I gave it back, and he was like, ok, see ya. And he leaves. There were like 15 people watching me at the booth, and none of them got to try. [NOTE: This device was GameFace. There’s an optimistic Polygon article about it.]
The lines between personal computers and mobile are blurring every day. I just don’t know what’s gonna come of that, but going mobile has some distinct advantages.
What other VR titles are y’all excited about?
James: That dolphin game! Classroom Aquatic. You actually use the Rift as a control mechanism in this game. You’re taking a test underwater, but its in dolphin language, so you have to cheat. The goal is to peek at another student’s answers while avoiding the teacher’s gaze.
The Gallery: Six Elements is another puzzle adventure game like ours.
Will VR broaden or narrow the generational gap? Could grandparents be able to play with their grandchildren?
Koriel: Our parents have enjoyed it. We had other older folks come over and try it out, and they wanted to play MechWarrior, because that’s what they used to play.
John: Dunno if we’ll see grandparents playing VR Call of Duty anytime soon, though.
Any expected Frankenstein syndrome? How can people feel reluctance towards an idea as awesome as VR?

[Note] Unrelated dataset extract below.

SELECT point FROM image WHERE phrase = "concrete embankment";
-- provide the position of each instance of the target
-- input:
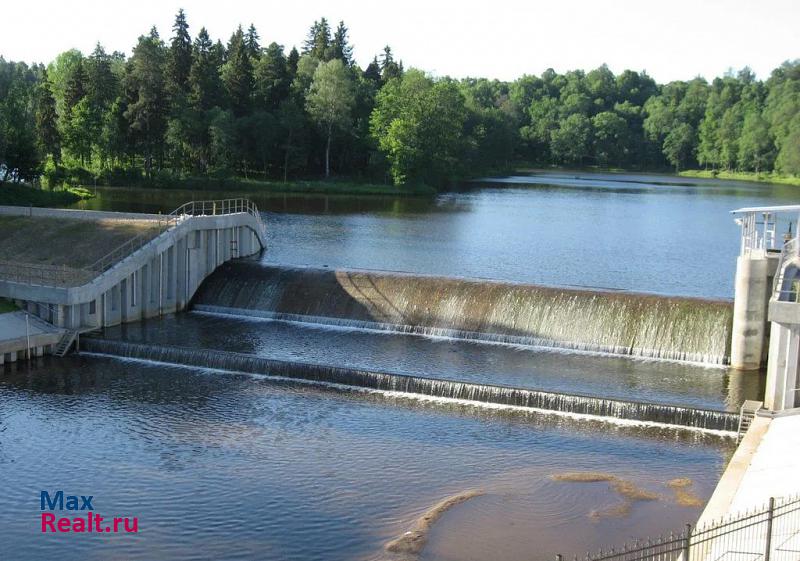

John: It’s funny you mention that. When we were at Steam Dev Days, Palmer gave a very short presentation about his experiences. Near the end of his presentation, he said, “I believe VR tech is the most important breakthrough… of our lives.”
Koriel: That’s classic Palmer. Best thing ever! Gonna change the world!
John: VR has a really bad history in terms of consumers, especially the Virtual Boy. There are a lot of reasons why that was a total disaster, not only because VR wasn’t ready. It was prior to 3D graphics, prior to screen tracking — there have been so many breakthroughs recently that push VR towards an affordable consumer price point.
I think you’re always going to get naysayers, sinking ship…, history proves…, but the pieces are in place for success.
Koriel: It’ll be a battle of the voices, between people who like it and people who get sick using it and/or think it’s dumb. Who will be the loudest? Alternatively, who has the most money?
John: But seriously, at our booth, everyone walked away happy.
James: VR seems to be way less controversial than AR. If you’re gaming, it’s socially acceptable to have a big TV and consoles and whatever, it’s not nearly as uncool as, say, wearing something on your face. I don’t think society will pooh-pooh VR a la Google Glass.
Let’s let our minds fly: What will VR be like in 2025? 2050? “Meet me at the holodeck?”
John: A holodeck! That’s the ultimate in VR: fully fooling yourself into thinking you’re in a virtual environment, no treadmill, no headset. Who knows if Oculus as a company will be there, but clearly they’re a pioneer. They’re the Zenith TV of VR.
James: Have you seen Her? and Minority Report? I’m not a tech wizard in this sense, but I think the Rift is the alternative to the holodeck kind of stuff. Until 3D projection tech takes off, it’ll be this. The research that Oculus is doing right now sets up rules and guidelines for the future of VR.
Koriel: More like being in The Matrix.
John: Yeah, The Matrix is a better analogy than the holodeck.
James: Yeah, cause you plug in when you put on the Rift.
John: I imagine in the nearer future, the headset will get smaller and smaller, maybe project into your retinas. Maybe via a corneal implant.
James: Something wrapped around your rods and cones.
John: Let’s leave that to the futurists.